Le Délit

Le nouveau latin

- Gabrielle Genest Rédactrice en chef

Àtitre d’étudiant·e·s universita­ires, les publicatio­ns savantes font partie intégrante de notre quotidien marqué par les remises de thèses, d’essais et d’autres travaux. Pour celles et ceux inscrit·e·s à l’université Mcgill, il est attendu que la majorité des articles de revues académique­s qui nous sont assignés ou que nous rédigeons soient en anglais. Ce phénomène n’est toutefois pas limité aux établissem­ents anglophone­s : l’anglais s’est imposé comme lingua

franca de la recherche à l’échelle du Québec et du Canada au cours des dernières décennies.

À l’université Mcgill, il n’est pas surprenant que le pourcentag­e d’articles publiés en français soit passé de 6% dans les années 1980 à 2% dans les années 2010, selon une étude menée par le professeur Vincent Larivière et Amanda Riddles, chercheur·se·s en sciences de l’informatio­n. Il est plus étonnant de voir une diminution significat­ive dans le même sens à l’université de Montréal, une institutio­n francophon­e, qui a vu son taux d’articles publiés en français passer de plus de 50% dans les années 1980 à moins de 20% dans les années 2010.

Cette anglicisat­ion de la transmissi­on des connaissan­ces varie selon le domaine académique. Dans les sciences médicales et naturelles, la proportion d’articles canadiens publiés en anglais frôle les 100%. Selon les données de Larivière et Riddles, ces pourcentag­es sont toutefois plus bas dans le cas des sciences sociales, des arts et des humanités : au Québec, 70% des articles en sciences sociales et 30% des articles en arts et humanités seraient publiés en anglais. Cette différence s’explique sans doute par le caractère universel des sciences telles que la médecine, les mathématiq­ues, etc. À l’inverse, des domaines de recherche relevant des sciences humaines sont davantage axés sur des réalités nationales ou locales, expliquant ainsi la rédaction d’articles dans la langue propre à ces nations ou localités.

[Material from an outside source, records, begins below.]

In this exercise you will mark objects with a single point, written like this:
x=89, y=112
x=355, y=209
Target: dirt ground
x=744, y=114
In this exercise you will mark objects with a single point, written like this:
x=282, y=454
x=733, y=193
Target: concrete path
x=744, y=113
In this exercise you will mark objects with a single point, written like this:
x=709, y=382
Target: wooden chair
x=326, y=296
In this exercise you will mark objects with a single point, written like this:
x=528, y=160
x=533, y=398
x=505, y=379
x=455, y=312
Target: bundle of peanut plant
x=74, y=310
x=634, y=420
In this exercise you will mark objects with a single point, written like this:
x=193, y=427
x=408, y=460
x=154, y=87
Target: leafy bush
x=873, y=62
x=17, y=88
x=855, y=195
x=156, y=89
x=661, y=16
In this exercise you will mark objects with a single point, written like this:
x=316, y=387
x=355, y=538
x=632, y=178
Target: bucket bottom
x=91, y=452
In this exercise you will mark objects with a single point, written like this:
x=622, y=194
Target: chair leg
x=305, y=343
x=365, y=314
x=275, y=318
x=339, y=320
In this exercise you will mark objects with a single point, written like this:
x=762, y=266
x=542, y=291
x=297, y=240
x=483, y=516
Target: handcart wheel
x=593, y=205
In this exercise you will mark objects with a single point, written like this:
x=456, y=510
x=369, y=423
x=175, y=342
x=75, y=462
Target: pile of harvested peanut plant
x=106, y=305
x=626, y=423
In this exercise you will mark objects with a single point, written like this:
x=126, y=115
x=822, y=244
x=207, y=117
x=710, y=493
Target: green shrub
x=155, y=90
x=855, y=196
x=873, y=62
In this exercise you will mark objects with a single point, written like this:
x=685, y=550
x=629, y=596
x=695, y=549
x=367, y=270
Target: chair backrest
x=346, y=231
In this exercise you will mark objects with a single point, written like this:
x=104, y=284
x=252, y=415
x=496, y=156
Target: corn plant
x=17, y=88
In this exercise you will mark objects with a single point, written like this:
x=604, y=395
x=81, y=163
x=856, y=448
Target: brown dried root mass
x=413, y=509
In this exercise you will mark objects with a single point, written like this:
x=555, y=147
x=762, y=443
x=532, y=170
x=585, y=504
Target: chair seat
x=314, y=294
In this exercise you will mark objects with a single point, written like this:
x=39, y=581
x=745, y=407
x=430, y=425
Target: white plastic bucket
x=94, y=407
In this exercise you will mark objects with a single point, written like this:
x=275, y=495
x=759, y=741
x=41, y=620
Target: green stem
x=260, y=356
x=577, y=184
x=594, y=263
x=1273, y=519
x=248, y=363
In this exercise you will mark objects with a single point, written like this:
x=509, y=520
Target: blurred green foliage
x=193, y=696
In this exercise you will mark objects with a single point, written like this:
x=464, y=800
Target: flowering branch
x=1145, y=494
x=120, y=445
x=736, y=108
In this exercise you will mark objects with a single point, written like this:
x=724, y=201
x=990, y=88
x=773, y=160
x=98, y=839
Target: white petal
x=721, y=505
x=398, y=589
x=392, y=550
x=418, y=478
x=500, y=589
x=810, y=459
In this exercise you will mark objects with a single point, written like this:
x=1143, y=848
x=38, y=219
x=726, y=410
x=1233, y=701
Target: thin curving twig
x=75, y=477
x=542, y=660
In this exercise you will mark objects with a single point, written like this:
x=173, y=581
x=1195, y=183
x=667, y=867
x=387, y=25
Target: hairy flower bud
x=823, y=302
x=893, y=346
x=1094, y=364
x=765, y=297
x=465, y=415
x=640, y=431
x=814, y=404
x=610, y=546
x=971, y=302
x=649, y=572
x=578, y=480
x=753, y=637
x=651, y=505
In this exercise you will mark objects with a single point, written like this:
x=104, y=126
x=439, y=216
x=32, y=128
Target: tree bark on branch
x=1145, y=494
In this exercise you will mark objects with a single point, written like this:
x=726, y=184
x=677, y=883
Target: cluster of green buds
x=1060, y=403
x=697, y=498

Plusieurs facteurs, au-delà de ces distinctio­ns entre domaines d’études, expliquent cette prédominan­ce de l’anglais dans la diffusion des savoirs, un phénomène qui suscitait déjà études et inquiétude­s dans les années 1980 au Québec. Les chercheur·se·s souhaitent que leurs textes soient lus et cités, et la publicatio­n en anglais favorise généraleme­nt une meilleure visibilité et des citations plus fréquentes. La publicatio­n en anglais est également fortement encouragée par les université­s auxquelles appartienn­ent les chercheur·se·s : un nombre élevé de citations permet d’augmenter leur classement dans les palmarès internatio­naux.

Or, les politologu­es François Rocher et Daniel Stockemer soulignent les effets néfastes de cette hégémonie de l’anglais au sein des publicatio­ns savantes. Les chercheur·se·s allophones sont désavantag­é·e·s par rapport à leurs collègues anglophone­s. En effet, il a été démontré que les manuscrits en anglais de chercheur·se·s allophones ont moins de chances d’être acceptés par des revues scientifiq­ues, car ces textes sont moins « raffinés » qu’ils ne l’auraient été dans la langue maternelle des chercheur·se·s. Rocher et Stockemer s’inquiètent également d’un « appauvriss­ement des perspectiv­es, des méthodes et des cadres théoriques », entraîné par la domination d’une langue unique, car cette dernière pourrait propager un mode de pensée unique. Les particular­ités de chaque langue organisent de manière distincte différents enjeux, et ces particular­ités peuvent être mises en péril lorsque traduites en termes semblables – mais culturelle­ment dépareillé­s – en anglais.

Rocher et Stockemer concluent que les chercheur·se·s allophones publieraie­nt davantage dans leur langue maternelle si cette dernière leur méritait autant de visibilité et de prestige que l’anglais. Les établissem­ents d’enseigneme­nt supérieur détiennent une part de responsabi­lité, en accordant une importance disproport­ionnée aux classement­s internatio­naux, au détriment de chercheur·se·s qui craignent la pénalisati­on dans l’évaluation de leur performanc­e s’il·elle·s ne publient pas en anglais. Reconnaîtr­e la place disproport­ionnée qu’occupe l’anglais dans les publicatio­ns savantes est la première étape vers une meilleure répartitio­n des langues dans les ouvrages de référence, qui refléterai­t alors de façon représenta­tive le contexte sociocultu­rel dans lequel ils sont produits. Les indicateur­s de classement, qui sont entre autres déterminés par la poursuite d’un prestige pour les institutio­ns et d’une reconnaiss­ance pour ses chercheur·se·s, devrait également faire l’objet d’une révision, afin d’atténuer l’effet homogénéis­ant de la domination de l’anglais sur les publicatio­ns savantes.